Improving Oracle Efficiency with Managed Proposers
TL;DR
We’ve launched an update to UMA’s optimistic oracle (OO) that gives integrations like Polymarket more tools to manage their requests. The new proposer whitelist feature reduces low-quality or premature proposals while preserving UMA’s core principle: open, decentralized dispute resolution.
How Proposing Works in UMA
Polymarket’s current integration with UMA’s optimistic oracle triggers an oracle request at the moment a market is created. These requests can be simple (eg. “Did Candidate X win the election?” ) or more complex (e.g. “Which company has the best AI model by the end of August?”).
If no one disputes the proposal during its challenge period, it becomes accepted truth onchain. If it gets disputed, the proposal is escalated to UMA’s Data Verification Mechanism (DVM), where a decentralized community of stakeholders vote on its accuracy.
While permissionless proposing has worked well, the continued scaling of Polymarket and the optimistic oracle requires market resolution to evolve.
Why Introduce Managed Proposers?
UMA’s mission is to maximize decentralized truth verification while keeping resolution efficient and credible.
The OO is already quite efficient, clocking in at a dispute rate of ~1.3%. Over the past year, usage of the OO has grown by nearly 500%, with integrations like Polymarket generating thousands of proposals each month. This growth is a sign of healthy adoption, but it also brings friction.
As usage and demand grows, two challenges have become clear:
Challenge 1: Low-Quality Proposals
Inexperienced proposers sometimes submit incorrect answers, leading to unnecessary disputes.

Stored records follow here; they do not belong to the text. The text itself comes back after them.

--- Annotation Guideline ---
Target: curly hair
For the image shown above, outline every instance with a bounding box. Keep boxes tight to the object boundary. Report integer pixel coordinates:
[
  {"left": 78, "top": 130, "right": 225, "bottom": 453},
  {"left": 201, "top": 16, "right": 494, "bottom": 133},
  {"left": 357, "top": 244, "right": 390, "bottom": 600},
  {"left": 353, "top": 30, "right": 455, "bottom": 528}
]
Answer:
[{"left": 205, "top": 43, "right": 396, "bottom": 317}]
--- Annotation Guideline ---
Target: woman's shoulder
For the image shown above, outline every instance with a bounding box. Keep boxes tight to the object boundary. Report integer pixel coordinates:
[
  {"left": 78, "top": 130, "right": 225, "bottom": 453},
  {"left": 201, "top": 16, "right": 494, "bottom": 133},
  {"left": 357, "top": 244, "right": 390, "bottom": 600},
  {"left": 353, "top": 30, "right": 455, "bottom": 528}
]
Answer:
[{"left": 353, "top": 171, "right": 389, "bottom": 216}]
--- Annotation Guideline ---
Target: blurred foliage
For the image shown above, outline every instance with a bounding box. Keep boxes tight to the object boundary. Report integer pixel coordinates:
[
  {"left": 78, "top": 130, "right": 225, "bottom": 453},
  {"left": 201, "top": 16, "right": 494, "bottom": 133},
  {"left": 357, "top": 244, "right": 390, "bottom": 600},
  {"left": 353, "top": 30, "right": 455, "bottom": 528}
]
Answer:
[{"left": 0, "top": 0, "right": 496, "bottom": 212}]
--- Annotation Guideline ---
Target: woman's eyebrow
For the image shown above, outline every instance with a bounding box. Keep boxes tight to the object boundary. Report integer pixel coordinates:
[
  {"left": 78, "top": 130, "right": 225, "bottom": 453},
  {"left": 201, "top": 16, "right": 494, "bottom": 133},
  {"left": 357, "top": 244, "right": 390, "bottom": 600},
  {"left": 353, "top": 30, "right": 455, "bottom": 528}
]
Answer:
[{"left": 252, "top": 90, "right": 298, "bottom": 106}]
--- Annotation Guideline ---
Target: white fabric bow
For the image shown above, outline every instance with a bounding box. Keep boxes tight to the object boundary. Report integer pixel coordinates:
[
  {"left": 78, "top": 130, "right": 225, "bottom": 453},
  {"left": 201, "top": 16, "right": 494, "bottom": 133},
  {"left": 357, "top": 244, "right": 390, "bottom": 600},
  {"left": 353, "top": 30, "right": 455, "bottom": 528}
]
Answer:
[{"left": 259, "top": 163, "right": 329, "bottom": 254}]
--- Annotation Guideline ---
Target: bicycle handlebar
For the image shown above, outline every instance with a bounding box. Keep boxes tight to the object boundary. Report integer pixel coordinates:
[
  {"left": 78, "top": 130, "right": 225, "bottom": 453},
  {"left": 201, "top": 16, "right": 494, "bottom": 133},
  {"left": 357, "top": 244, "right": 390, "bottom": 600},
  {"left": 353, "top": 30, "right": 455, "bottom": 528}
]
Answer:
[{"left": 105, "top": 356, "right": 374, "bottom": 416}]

We’ve noticed that many incorrect proposals come from new Polymarket or UMA users who aren’t yet familiar with the entire process. In some cases, these proposers are encouraged by others, who then dispute the proposal for their own profit.

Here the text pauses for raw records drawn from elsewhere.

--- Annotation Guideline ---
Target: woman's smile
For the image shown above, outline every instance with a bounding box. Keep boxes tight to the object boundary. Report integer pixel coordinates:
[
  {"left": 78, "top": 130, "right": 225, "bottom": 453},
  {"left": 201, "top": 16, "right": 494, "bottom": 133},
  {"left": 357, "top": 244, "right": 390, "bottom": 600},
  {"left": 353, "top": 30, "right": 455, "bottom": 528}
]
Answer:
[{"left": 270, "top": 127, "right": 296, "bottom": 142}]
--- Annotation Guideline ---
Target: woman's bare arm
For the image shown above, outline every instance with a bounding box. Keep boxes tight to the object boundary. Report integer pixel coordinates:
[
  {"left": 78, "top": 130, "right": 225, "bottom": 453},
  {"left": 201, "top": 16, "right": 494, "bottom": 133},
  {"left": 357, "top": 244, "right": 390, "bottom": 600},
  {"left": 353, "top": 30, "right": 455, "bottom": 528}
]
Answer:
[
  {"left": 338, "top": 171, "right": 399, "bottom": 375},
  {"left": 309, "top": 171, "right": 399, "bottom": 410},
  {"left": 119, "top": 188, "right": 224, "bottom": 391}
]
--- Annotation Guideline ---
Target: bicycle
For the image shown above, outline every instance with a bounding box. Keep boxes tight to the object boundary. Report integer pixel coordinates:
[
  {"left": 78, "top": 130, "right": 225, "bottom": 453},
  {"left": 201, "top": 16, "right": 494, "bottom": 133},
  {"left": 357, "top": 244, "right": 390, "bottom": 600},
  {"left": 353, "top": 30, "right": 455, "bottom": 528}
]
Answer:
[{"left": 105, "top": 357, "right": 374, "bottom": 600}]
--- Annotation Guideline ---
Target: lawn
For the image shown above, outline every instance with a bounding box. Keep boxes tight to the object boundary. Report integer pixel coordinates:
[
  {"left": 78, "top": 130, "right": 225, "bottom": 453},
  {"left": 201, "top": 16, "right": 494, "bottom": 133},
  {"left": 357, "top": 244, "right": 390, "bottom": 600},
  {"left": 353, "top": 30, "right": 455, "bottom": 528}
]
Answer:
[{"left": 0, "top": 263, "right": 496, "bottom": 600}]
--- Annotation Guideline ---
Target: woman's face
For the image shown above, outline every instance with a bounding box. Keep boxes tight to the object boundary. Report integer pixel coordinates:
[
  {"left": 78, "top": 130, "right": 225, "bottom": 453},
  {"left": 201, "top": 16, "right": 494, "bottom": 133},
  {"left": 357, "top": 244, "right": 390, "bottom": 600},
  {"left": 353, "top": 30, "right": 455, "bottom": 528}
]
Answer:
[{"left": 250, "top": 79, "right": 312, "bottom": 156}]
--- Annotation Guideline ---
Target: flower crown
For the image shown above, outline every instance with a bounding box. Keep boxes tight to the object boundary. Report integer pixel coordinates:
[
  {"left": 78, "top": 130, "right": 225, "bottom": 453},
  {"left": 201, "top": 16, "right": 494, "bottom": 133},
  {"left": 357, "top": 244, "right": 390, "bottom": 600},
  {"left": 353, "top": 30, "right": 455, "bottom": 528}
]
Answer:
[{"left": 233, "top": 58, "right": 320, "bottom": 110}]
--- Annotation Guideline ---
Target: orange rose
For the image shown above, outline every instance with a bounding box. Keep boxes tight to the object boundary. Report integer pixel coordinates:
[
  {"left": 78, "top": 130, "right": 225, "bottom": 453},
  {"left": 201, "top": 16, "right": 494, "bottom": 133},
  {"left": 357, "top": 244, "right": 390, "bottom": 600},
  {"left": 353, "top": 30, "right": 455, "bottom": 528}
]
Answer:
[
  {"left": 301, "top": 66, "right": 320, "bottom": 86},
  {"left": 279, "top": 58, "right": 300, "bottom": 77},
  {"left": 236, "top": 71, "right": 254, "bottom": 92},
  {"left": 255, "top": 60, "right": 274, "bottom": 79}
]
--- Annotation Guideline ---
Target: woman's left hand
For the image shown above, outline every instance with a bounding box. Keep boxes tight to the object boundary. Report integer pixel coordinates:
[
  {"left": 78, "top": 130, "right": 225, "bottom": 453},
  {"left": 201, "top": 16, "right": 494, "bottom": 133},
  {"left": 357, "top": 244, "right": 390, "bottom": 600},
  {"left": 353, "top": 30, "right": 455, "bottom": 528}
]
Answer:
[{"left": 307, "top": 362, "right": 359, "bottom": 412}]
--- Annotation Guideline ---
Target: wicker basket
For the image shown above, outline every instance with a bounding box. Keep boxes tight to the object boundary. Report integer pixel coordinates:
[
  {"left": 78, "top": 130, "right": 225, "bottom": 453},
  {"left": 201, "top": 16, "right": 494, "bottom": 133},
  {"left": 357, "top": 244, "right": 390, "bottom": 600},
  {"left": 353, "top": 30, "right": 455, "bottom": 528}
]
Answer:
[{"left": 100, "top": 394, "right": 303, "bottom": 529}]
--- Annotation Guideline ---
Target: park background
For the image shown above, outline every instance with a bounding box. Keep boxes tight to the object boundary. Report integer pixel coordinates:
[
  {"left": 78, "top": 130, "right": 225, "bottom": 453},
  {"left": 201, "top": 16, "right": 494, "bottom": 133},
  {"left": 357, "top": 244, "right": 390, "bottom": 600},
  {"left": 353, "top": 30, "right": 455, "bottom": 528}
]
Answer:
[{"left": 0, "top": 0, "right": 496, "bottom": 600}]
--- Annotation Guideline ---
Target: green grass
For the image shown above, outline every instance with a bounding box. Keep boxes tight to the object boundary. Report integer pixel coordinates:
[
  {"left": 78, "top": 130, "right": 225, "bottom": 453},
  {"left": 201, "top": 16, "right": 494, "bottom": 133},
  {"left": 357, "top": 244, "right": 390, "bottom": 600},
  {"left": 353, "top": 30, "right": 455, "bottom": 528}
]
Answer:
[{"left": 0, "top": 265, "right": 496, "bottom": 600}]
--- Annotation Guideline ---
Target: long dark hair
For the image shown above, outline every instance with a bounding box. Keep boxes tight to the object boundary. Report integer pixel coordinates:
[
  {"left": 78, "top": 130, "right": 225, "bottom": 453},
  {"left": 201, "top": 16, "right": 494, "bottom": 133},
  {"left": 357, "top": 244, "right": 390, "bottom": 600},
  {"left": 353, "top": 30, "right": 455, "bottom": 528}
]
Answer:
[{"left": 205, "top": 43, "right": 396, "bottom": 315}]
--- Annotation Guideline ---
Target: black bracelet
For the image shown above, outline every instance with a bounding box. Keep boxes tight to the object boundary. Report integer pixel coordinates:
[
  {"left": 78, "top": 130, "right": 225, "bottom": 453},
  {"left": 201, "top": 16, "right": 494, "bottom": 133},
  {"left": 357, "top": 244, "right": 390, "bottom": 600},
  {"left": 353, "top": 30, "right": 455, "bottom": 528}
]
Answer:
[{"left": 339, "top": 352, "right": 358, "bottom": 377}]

We’ve introduced safeguards including educational resources and proposal pop-up warnings, but this behavior still occurs.
Challenge 2: Operational Overhead
Constant disputes consume time and attention for both integration teams and the UMA community.
While the OO remains fault tolerant and incorrect proposals don’t cause resolution errors, they still create real costs: new proposers lose bonds, resolutions are delayed, and hundreds of voters (420 unique voters over recent votes) spend time on avoidable disputes.
For high-volume integrations like Polymarket, efficiency matters. The solution is a more managed proposal process.
How A Managed Proposer System Works
The new proposer whitelist feature puts more control in the hands of integrations, without changing UMA’s open dispute rules:
Per-request whitelist: Each market can specify which addresses are allowed to propose.
Flexible management: Integrations can set or update the whitelist before a proposal is made, and adjust challenge periods or bonds as needed.
Permissionless disputes: Anyone can still challenge a proposal they believe is wrong.
Case Study: Polymarket’s Proposer Whitelist
At launch, Polymarket’s default proposer whitelist requires 20+ proposals within the past 3 months with an accuracy rate above 95%. 37 unique addresses meet these guidelines.
Together, these whitelisted proposers accounted for 96% of all proposals during that time period, with a cumulative accuracy rate of 99.7%. By comparison, non-whitelisted proposers achieved only 85.8% accuracy over the same time frame.
Here’s the data for all Polymarket proposals that settled over the last 3 months:


What This System Improves
We believe adding proposer whitelists provides benefits to our system and the applications that use it. Here’s how:
Fewer bad proposals reduce potential delays and governance overhead.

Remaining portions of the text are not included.